Nevertheless, he went on to study law at the University of Notre Dame Law School. Afterwards, he received and accepted a job offer at a law firm in Grand Rapids where he planned to clerk. He later learned that the firm, Clary, Nantz, Wood, Hoffius and Cooper PC, dissolved just before he was scheduled to start.
“No one called me to let me know that the firm didn’t exist anymore, so I didn’t interview anywhere else,” he said. “When I graduated, I called up and said, ‘I am ready to start,’ and there was one person left there who said, ‘The firm doesn’t exist anymore, so I am sorry that no one called you but there is no job here for you.’ I didn’t know what I was going to do, but some of the people who had been with that firm heard what happened and one or two of them had gone to Dickinson Wright, and they actually had an opening (because) one of my classmates at Notre Dame had a job (offer) at Dickinson Wright but he turned it down and went somewhere else, so they had an opening and they fit me right in.”
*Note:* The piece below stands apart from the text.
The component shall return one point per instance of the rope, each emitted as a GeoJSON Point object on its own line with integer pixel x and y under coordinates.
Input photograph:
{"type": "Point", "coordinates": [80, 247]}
Perdue spent more than 23 years at Dickinson Wright. He started out as an associate attorney and quickly climbed the ranks and became a partner of the firm. Throughout his tenure he was a litigator, focusing on cases that involved business, automotive, health care, intellectual property, class action defense and product liability claims.
“The firm is one of the best firms in Michigan,” he said. “Their level of service is extremely high and the quality of their work product — like the papers they prepare, the motions that they file, the briefs that they write and the quality, the oral advocacy that they engage in at that firm — is at the highest level. That is where I learned to practice my craft for most of my career and I have been blessed to have learned in that kind of environment and to practice at the top of my game.”
Now that Perdue has stepped out on his own to open his boutique firm, he said he is ready for a new challenge as a business owner and also as an attorney.
“I try to litigate matters efficiently and do it as affordably as possible for my clients,” he said. “Sometimes it requires us to have early conversations about whether a matter should be resolved early and think about alternative ways to resolve disputes, whether it is through mediation or negotiation or some other means of coming to some early resolution to these disputes other than the traditional model of just litigating these things for years, which can become very expensive, only to settle them two years later for roughly the same terms that you might have been able to settle them for early on. So, I am sensitive to that at all times. Yet, I am also prepared to try a case and I believe I am a very effective advocate at trial also. So, it is not something I am afraid to do. I am happy to do it if the situation calls for it.”